Lolita est Nigériane et a seulement 26 printemps lorsque son témoignage est récolté. Son parcours est une illustration parfaite du calvaire de plusieurs milliers de femmes africaines. La prostitution a fait d’elle une droguée et une alcoolique que le sida précipite dans les bras de la Grande Faucheuse.« Si seulement j’avais su ce qui m’attendait dans ce monde de fou, ce monde que tout le monde admire, ce monde où ils veulent tous venir, [...] Un monde où, nous les prostituées africaines, sommes considérées comme de la merde, des esclaves à qui on fait manger des excréments et boire des urines. On trouve normal que des malades, des pervers, des gens riches utilisent leur pouvoir et leur argent pour faire des choses aussi graves sur des êtres humains. On dit que nous sommes adultes donc consentantes. C’est faux car personne ne m’a demandé mon avis avant de me jeter dans cette merde. J’ai été forcée et menacée. Et si nous sommes adultes, que fait-on des enfants qui sont dans ces milieux ? Des enfants de tous les âges. Et plus ils sont jeunes, plus ils coûtent chers. Ce ne sont pas les pauvres qui peuvent payer des sommes aussi énormes, leurs salaires ne suffiraient pas...

 

6- Recrutée sur Internet …« Je n’ai plus peur »

Je suis révoltée et je n’ai plus peur, de toutes les façons mes jours sont comptés. Mon sida est en phase terminale. Ils ont plus de respect pour leurs chiens que pour nous, je sais que toutes les filles ne passent pas par les mêmes étapes que moi. Mais je sais ce qui se passe dans ce milieu et les filles nient tout par peur des représailles. Leur argent leur donne des droits sur notre vie... Si la drogue, le sida et l’alcool ne me tuent pas, leurs saletés que j’ai avalées ainsi que celles de leurs chiens sans oublier tous les coups que j’ai pris, suffisent à me tuer...J’ai supplié le Dieu de me pardonner et de me reprendre. Personne ne peut vivre avec ce que j’ai dans la tête, il suffit que je ferme les yeux pour que ces horreurs me reviennent. Et tous les jours, toutes les nuits c’est le même calvaire, c’est une torture. Que quelqu’un m’aide à en finir, je n’ai plus la force de tenter quoi que ce soit. Bon Dieu ! Je voudrais juste une moment de répit, un repos. En finir avec ce monde, partir, partir, juste partir...

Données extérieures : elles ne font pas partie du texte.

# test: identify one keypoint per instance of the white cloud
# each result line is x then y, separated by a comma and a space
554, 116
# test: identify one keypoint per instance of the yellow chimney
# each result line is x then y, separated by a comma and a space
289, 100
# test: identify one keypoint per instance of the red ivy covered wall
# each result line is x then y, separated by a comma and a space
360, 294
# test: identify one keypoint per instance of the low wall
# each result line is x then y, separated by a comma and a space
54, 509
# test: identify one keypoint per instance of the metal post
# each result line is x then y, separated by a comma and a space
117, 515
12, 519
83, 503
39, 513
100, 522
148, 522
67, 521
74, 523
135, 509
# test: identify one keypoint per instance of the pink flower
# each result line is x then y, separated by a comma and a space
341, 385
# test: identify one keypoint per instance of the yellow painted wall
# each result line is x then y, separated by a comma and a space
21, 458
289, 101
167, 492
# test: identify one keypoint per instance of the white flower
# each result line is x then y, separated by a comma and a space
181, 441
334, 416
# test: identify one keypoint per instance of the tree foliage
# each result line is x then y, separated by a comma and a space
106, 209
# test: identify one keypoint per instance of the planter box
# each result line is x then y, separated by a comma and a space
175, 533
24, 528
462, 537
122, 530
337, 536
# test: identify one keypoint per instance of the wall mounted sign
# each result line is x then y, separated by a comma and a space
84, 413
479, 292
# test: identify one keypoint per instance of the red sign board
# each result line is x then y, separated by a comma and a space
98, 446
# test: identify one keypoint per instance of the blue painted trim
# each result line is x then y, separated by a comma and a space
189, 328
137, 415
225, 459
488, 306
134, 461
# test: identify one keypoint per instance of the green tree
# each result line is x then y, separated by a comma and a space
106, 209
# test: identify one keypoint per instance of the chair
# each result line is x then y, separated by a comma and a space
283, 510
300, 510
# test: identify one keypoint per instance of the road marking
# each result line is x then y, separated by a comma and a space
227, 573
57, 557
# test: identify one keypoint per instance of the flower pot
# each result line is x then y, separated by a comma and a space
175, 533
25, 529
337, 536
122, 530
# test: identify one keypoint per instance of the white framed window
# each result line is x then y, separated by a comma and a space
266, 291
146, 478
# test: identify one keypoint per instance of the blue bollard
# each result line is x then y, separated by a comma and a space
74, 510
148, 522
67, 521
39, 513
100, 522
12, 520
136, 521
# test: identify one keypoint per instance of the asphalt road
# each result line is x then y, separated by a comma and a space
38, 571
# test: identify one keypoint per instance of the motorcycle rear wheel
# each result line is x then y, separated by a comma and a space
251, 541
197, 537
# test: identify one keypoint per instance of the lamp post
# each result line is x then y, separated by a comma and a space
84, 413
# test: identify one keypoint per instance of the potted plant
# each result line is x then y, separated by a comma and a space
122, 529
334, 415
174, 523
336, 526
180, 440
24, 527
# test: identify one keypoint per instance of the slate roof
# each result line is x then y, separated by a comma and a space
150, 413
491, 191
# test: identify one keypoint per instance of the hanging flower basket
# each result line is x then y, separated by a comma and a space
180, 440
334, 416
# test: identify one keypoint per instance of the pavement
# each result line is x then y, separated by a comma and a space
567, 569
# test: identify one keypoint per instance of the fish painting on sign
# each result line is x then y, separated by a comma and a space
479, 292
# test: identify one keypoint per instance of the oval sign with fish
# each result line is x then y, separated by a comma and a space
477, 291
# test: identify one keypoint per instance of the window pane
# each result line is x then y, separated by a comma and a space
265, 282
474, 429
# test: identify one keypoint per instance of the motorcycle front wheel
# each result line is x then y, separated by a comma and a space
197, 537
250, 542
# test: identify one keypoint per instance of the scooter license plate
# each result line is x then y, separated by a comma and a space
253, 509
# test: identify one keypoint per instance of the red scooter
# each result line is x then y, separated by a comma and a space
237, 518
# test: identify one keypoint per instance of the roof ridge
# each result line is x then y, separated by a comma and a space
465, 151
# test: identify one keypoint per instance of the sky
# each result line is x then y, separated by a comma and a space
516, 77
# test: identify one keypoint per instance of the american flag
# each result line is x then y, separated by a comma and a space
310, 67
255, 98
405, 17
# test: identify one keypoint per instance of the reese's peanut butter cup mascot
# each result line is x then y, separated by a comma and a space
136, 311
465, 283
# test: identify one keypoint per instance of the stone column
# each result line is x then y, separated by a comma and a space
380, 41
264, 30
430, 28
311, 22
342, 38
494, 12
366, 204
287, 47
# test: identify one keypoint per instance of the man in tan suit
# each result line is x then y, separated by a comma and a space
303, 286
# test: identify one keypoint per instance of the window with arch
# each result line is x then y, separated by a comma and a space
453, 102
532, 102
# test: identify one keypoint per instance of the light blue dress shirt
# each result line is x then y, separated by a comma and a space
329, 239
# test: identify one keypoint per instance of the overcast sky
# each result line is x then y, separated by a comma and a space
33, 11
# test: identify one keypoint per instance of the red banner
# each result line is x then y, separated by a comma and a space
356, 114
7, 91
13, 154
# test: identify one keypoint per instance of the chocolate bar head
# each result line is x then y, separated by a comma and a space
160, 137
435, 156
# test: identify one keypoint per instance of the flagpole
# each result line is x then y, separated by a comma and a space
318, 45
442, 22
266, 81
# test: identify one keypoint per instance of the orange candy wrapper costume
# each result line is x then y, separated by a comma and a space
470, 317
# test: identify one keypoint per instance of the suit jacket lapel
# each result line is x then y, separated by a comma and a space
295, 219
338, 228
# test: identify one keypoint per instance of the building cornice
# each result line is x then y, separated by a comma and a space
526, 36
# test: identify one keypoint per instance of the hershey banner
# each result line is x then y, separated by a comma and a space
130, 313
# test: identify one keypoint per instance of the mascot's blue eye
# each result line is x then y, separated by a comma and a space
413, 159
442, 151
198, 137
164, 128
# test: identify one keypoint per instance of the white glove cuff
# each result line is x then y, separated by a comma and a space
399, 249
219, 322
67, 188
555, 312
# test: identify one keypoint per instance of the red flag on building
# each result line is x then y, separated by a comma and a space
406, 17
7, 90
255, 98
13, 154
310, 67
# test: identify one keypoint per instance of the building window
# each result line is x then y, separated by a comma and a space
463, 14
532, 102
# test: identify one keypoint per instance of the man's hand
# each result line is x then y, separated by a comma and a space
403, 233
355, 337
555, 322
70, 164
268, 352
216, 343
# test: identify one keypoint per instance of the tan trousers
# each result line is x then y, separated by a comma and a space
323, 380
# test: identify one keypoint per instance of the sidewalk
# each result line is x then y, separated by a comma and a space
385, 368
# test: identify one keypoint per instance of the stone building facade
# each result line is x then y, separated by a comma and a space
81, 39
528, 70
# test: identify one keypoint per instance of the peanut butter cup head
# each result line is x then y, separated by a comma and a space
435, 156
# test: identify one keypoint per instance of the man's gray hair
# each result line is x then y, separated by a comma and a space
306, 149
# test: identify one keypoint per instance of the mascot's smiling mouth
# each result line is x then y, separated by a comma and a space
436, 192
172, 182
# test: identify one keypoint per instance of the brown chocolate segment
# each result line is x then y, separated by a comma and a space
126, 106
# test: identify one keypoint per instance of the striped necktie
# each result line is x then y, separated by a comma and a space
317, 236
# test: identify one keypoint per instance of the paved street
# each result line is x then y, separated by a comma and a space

Mon calvaire à commencé à Lagos, je suis tombée sur une annonce sur Internet où un homme d’affaires cherchait des filles désirant se marier pour son agence matrimoniale. Il y avait des photos : des cas de mariage réussis. J’ai aussi répondu à des annonces dans des magazines qu’on trouve un peu partout maintenant. C’est allé très vite. Le monsieur m’a contactée et nous communiquions par Internet. Il m’a proposé des choses qu’aucune femme ne peut refuser. Le rêve quoi ! En moins de trois mois, j’avais tout le nécessaire pour partir pour Londres. Il m’avait donné des noms de personnes à voir et tout s’est passé sans problème. Il fallait juste que j’aille à Benin City (ville du Nigeria, ndlr) chercher un petit colis pour lui. J’ai été très surprise de voir que le colis en question, c’était trois petits garçons entre huit et douze ans. Leurs passeports étaient prêts, les visas aussi. Tout était ok. Je suis allée voir un monsieur que les gens appelait "sorcier" qui m’a donné des instructions.

Notre voyage passait par le Ghana et là-bas, quelqu’un d’autre devait nous remettre des passeports du Libéria, et c’est avec ces nouveaux passeports que nous sommes partis pour Londres. Ils nous permettraient d’obtenir plus rapidement le statut de réfugiés à destination. Nous sommes partis après trois jours dans un bidonville d’Accra où nous devions nous cacher, pour éviter la jalousie de ceux qui n’avaient pas notre chance... Le plus jeune des garçons est tétanisé par la peur : il pleure beaucoup, il tremble et ne dit pas un mot, seul refuge, mes bras qu’il quittera juste pour que j’aille aux toilettes ou me laver...

 

7- Des enfants sans défense

A l’aéroport, mon fiancé m’attendait ainsi que celui qui devait récupérer les enfants. La séparation fut pénible. Il a fallu beaucoup de force pour détacher le plus jeune garçon de moi, je n’ai d’ailleurs plus vu ou eu des nouvelles de ces enfants. J’ai suivi cet homme dont je ne savais rien sinon qu’il se faisait appeler "BRYAN". A peine arrivée chez lui, le cauchemar a commencé. D’abord, il fallait faire plus ample connaissance. J’ai voulu résister pour lui expliquer que j’avais besoin d’un peu de temps, que ce n’était pas facile de se donner ainsi à quelqu’un qu’on connaît à peine. Mais la fermeté avec laquelle il m’a attrapée m’a fait céder immédiatement. Mes premières heures sur le sol anglais furent des heures de viol sur le tapis d’un salon. Je ne devais rien dire. Il se reposait, buvait du whisky et recommençait des choses douloureuses et dégoûtantes dont j’ignorais l’existence. J’ai cru que j’allais mourir.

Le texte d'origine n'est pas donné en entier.